An analysis of eight Minnesota dairy herds that were enrolled in the state’s Johne’s disease control program show they have significantly reduced the risk of new infections over 10 years.
The eight herds had about 6,000 cows enrolled in the project. Cows were tested for Johne’s at each lactation, using both bacterial culture and serum ELISA tests. Cows born one or two years prior to the implementation of Johne’s control measures were tested and then compared to cows born after implementation.
The hazard ratio of serum ELISA positivity of cows born the year management changes were implemented was 0.70 compared to 0.99 for cows born before changes were made. The hazard ratios for each succeeding year were 0.55, 0.35, 0.23, 0.17 and 0.05, reports Luis Espejo, a veterinarian and graduate student at the University of Minnesota’s College of Veterinary Medicine. "Similar results were obtained for bacterial culture of feces," he adds.
Also important, the more Johne’s control recommendations that were implemented by a farm, the lower the risk of new infections, Espejo says.
Johne’s disease control recommendations include:
- Calve in clean, well-bedded, individual pens. Separate newborn calves shortly after birth; do not allow them to nurse.
- Thoroughly clean the udder and teats before collection of the colostrum to avoid manure contamination.

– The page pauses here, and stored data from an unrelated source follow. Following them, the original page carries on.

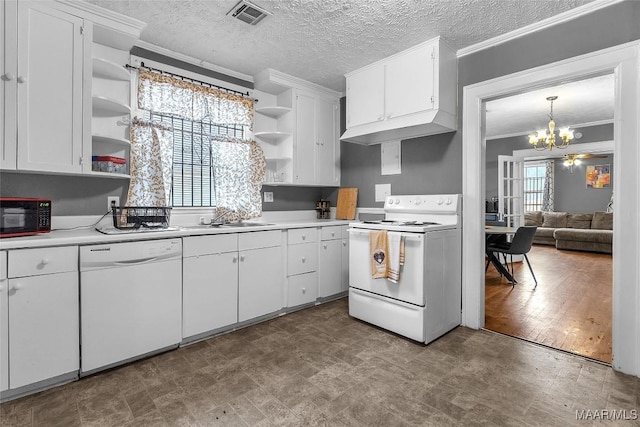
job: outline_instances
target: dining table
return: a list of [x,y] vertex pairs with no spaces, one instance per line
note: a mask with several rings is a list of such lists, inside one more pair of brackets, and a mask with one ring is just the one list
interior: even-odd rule
[[[485,225],[484,233],[486,236],[485,248],[488,247],[490,243],[495,242],[502,236],[514,235],[518,227],[507,227],[507,226],[499,226],[499,225]],[[487,260],[489,263],[493,264],[493,266],[498,270],[498,272],[509,280],[511,283],[517,283],[516,278],[513,277],[508,268],[506,268],[501,262],[500,259],[496,256],[495,252],[485,250]]]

- Use colostrum from Johne’s negative dams, and do not pool colostrum. Pasteurize colostrum and waste milk fed to calves, or feed milk replacer.
- Do not use the same equipment to handle feed and move manure.
- Avoid manure contamination of water sources.
- Identify and cull heavy fecal shedding cows.
- If purchasing herd additions, buy from low-risk herds. Look for herds enrolled in Johne’s control programs to help identify herds as low-risk.